Officials in the Former Yugoslav Republic of Macedonia have announced they will no longer allow refugees and asylum seekers through the country’s borders.
The decision leaves about 14,000 people stranded along the Greek side of its border with Macedonia.
It is the sound of refugees and asylum seekers protesting the latest move by the Former Yugoslav Republic of Macedonia at a camp on the Greek-Macedonia border.
Macedonia has decided to completely seal off its border, effectively meaning the route through the Balkans used to reach northern Europe is closed.
Macedonia had been allowing small numbers of Syrians and Iraqis through its border.
But it says it is stopping doing even that after neighbouring Slovenia, Serbia and Croatia tightened their policies.
These men waiting at the camp along the Greek-Macedonian border have expressed their frustration:
(First:) “We want to go to Germany or Sweden or Holland. No problem. We want open the border.” (Second:) “I feel sick of this, so tired and bored of this, just waiting for nothing. I wait and wait and wait, and then there is nothing. I know that there is nothing at the end, but I’m waiting.”
The Balkan countries were given the go ahead to put restrictions in place following a European Union summit with Turkey earlier in the week.
But the United Nations and human-rights groups have warned a provisional deal between EU and Turkey could be illegal.
Under the proposed measures, the bloc would send refugees and migrants back to Turkey in exchange for giving Turkey political and financial rewards.
The UN High Commissioner for Refugees has expressed concern about the arrangement.
And Amnesty International has called the mass return of people a “death blow to the right to seek asylum.”
International Committee of the Red Cross president Peter Maurer says he shares those concerns.
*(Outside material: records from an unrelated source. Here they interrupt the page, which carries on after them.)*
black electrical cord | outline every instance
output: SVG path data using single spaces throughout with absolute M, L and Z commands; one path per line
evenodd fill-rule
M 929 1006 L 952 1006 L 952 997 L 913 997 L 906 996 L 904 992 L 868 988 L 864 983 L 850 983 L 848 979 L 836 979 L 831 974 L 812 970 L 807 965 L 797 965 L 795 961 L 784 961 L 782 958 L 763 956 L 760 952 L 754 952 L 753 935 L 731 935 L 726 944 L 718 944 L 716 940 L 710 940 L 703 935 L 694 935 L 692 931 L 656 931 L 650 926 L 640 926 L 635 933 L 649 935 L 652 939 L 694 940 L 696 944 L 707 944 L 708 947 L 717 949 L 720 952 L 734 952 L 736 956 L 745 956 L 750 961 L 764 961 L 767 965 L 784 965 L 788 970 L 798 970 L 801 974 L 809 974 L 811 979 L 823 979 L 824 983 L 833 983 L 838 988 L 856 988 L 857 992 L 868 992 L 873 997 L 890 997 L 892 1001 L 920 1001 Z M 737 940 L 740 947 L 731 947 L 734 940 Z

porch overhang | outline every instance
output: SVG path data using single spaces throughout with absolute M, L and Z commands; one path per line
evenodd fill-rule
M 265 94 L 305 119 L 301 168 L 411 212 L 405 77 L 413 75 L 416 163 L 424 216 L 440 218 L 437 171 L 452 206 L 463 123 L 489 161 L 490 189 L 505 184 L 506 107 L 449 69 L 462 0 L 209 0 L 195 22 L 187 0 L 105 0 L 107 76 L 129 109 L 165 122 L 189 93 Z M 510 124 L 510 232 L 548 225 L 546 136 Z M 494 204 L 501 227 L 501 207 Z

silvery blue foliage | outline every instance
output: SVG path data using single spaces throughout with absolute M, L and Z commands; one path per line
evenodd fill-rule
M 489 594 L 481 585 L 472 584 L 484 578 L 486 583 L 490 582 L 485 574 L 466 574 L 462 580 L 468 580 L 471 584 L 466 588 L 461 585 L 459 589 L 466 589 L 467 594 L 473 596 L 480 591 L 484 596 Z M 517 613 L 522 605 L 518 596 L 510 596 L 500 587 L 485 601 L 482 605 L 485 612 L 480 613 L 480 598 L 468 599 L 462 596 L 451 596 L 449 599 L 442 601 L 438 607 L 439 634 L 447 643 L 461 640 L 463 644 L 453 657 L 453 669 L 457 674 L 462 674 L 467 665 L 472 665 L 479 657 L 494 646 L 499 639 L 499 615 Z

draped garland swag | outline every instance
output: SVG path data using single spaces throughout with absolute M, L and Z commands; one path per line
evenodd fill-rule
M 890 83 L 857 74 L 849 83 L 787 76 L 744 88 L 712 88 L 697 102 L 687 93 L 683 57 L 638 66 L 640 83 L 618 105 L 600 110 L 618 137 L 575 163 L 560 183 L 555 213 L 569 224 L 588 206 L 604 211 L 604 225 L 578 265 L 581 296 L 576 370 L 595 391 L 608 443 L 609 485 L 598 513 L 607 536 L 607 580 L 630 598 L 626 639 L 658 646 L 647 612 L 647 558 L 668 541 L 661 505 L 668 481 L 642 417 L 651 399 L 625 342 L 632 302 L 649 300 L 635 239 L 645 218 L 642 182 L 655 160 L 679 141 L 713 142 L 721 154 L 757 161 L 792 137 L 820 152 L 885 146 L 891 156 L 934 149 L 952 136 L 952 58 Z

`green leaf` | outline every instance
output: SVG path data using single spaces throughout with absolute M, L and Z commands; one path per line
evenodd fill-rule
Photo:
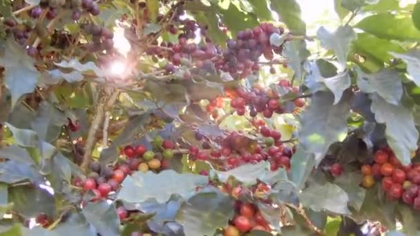
M 120 235 L 120 218 L 114 204 L 106 201 L 90 202 L 83 207 L 82 212 L 101 235 Z
M 412 19 L 412 23 L 414 24 L 414 26 L 416 26 L 417 30 L 420 30 L 420 3 L 417 3 L 414 5 L 411 18 Z
M 387 102 L 398 105 L 403 96 L 403 85 L 399 74 L 388 68 L 373 73 L 365 74 L 356 68 L 357 85 L 367 93 L 376 92 Z
M 271 9 L 292 35 L 306 35 L 306 24 L 300 19 L 300 7 L 295 0 L 271 1 Z
M 210 176 L 211 178 L 217 177 L 222 182 L 227 181 L 231 176 L 247 186 L 256 184 L 258 179 L 267 184 L 274 184 L 287 179 L 285 169 L 279 168 L 276 171 L 271 171 L 269 164 L 266 161 L 260 161 L 256 164 L 247 164 L 227 171 L 211 170 Z
M 331 144 L 343 141 L 347 136 L 350 99 L 345 96 L 337 104 L 333 103 L 333 94 L 317 92 L 312 96 L 309 108 L 302 112 L 299 133 L 302 146 L 318 155 L 318 163 Z
M 128 176 L 122 183 L 123 187 L 117 199 L 130 202 L 141 203 L 156 199 L 164 203 L 173 194 L 188 199 L 195 193 L 195 188 L 207 184 L 207 177 L 190 173 L 178 174 L 166 170 L 155 174 L 151 171 L 140 171 Z M 182 185 L 180 185 L 182 183 Z
M 407 235 L 418 235 L 417 222 L 416 216 L 413 213 L 413 209 L 408 206 L 398 205 L 397 210 L 401 215 L 401 222 L 403 227 L 403 232 Z
M 401 41 L 420 39 L 410 15 L 379 13 L 364 18 L 356 26 L 379 38 Z
M 353 41 L 353 48 L 358 55 L 364 57 L 372 57 L 382 64 L 392 59 L 389 52 L 404 52 L 404 49 L 399 45 L 368 33 L 358 34 L 357 39 Z
M 157 33 L 162 30 L 162 27 L 160 24 L 151 23 L 146 25 L 143 30 L 143 35 L 147 35 L 151 33 Z
M 0 58 L 0 64 L 5 70 L 6 88 L 12 94 L 12 107 L 23 95 L 32 92 L 35 88 L 40 74 L 34 63 L 34 59 L 28 56 L 22 46 L 14 39 L 7 40 L 4 57 Z
M 253 28 L 258 25 L 258 21 L 254 15 L 241 12 L 231 3 L 227 10 L 220 8 L 222 22 L 227 28 L 236 35 L 238 32 L 247 28 Z M 238 19 L 240 21 L 238 22 Z
M 80 63 L 77 59 L 71 59 L 68 61 L 61 61 L 60 63 L 54 63 L 57 66 L 62 67 L 64 68 L 71 68 L 81 72 L 87 72 L 92 71 L 97 76 L 102 77 L 106 77 L 106 72 L 103 70 L 100 69 L 93 61 L 88 61 L 84 64 Z
M 261 21 L 271 21 L 273 19 L 271 12 L 268 8 L 267 0 L 248 0 L 254 7 L 254 12 Z
M 147 11 L 149 17 L 153 22 L 156 21 L 158 15 L 159 14 L 159 1 L 158 0 L 146 0 L 147 6 Z
M 52 142 L 59 137 L 61 127 L 67 122 L 67 117 L 64 112 L 48 102 L 41 102 L 37 117 L 30 122 L 30 126 L 37 132 L 40 140 Z
M 12 161 L 19 161 L 30 164 L 35 164 L 32 159 L 29 156 L 26 149 L 17 145 L 11 145 L 0 149 L 0 157 L 7 158 Z
M 344 19 L 350 12 L 350 11 L 343 7 L 343 0 L 334 0 L 334 8 L 341 19 Z
M 40 0 L 25 0 L 25 2 L 29 5 L 37 6 L 39 5 Z
M 194 4 L 198 4 L 194 2 Z M 218 26 L 218 17 L 216 10 L 213 8 L 205 8 L 205 12 L 192 12 L 194 18 L 200 25 L 207 26 L 207 35 L 212 41 L 225 48 L 227 35 L 222 32 Z
M 360 208 L 365 200 L 366 190 L 361 188 L 362 176 L 360 171 L 345 172 L 334 179 L 334 184 L 343 188 L 349 196 L 349 206 L 356 210 Z
M 407 63 L 407 72 L 410 75 L 408 77 L 408 79 L 420 87 L 420 50 L 413 49 L 405 54 L 396 52 L 390 52 L 390 54 Z
M 323 47 L 334 50 L 341 66 L 340 71 L 344 70 L 350 43 L 357 37 L 353 28 L 349 26 L 340 26 L 335 32 L 330 32 L 321 26 L 316 32 L 316 36 Z
M 380 0 L 377 3 L 368 5 L 363 7 L 363 10 L 368 12 L 386 12 L 390 10 L 399 10 L 399 0 Z
M 47 190 L 27 186 L 12 187 L 8 190 L 9 202 L 13 203 L 13 210 L 27 218 L 44 213 L 54 219 L 55 198 Z
M 296 153 L 292 156 L 290 166 L 292 180 L 298 189 L 302 189 L 315 166 L 315 156 L 306 152 L 301 146 L 298 146 Z
M 289 59 L 288 64 L 294 72 L 294 77 L 300 82 L 303 75 L 303 63 L 309 56 L 304 40 L 294 40 L 285 43 L 283 55 Z
M 37 133 L 31 130 L 17 128 L 6 123 L 17 145 L 25 148 L 35 148 L 38 146 L 39 140 Z
M 280 210 L 278 207 L 274 207 L 271 205 L 258 203 L 258 210 L 270 226 L 274 227 L 277 231 L 280 231 L 279 219 L 281 217 Z
M 22 229 L 21 225 L 15 224 L 12 227 L 9 228 L 7 231 L 0 233 L 0 236 L 20 236 L 22 235 Z
M 213 235 L 233 216 L 233 200 L 215 188 L 207 188 L 184 203 L 176 217 L 185 235 Z
M 347 215 L 350 212 L 347 207 L 347 194 L 337 185 L 326 182 L 323 185 L 312 184 L 299 194 L 300 203 L 314 211 L 323 210 Z
M 55 69 L 43 73 L 41 81 L 48 85 L 57 84 L 65 79 L 68 83 L 79 82 L 83 79 L 82 72 L 74 70 L 68 73 L 63 72 L 59 70 Z
M 403 165 L 408 165 L 410 153 L 417 149 L 419 140 L 411 110 L 402 105 L 390 104 L 376 95 L 372 96 L 370 108 L 375 113 L 376 121 L 386 125 L 388 143 L 398 159 Z
M 33 165 L 16 161 L 0 163 L 0 181 L 15 184 L 29 180 L 35 184 L 44 182 L 44 176 L 39 174 L 39 169 Z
“The baseline of our concern is that those people who are fleeing violence and persecution need protection, and I think, at the present moment, we don’t know how this plan will unfold, what it exactly means, but, from what we see and what we hear, it is not evident that those who need protection will get protection.”
Mr Maurer says he hopes the deal does not contravene international law.
“Whatever plan states are doing, that the best possible deal is found for those who flee contexts of violence, that they have protection and assistance where they need it. We really need to look at the details and to see that international law, in terms of non-refoulement — not sending back people to places where they face the dangers they were fleeing from — that this is implemented in a strict way.”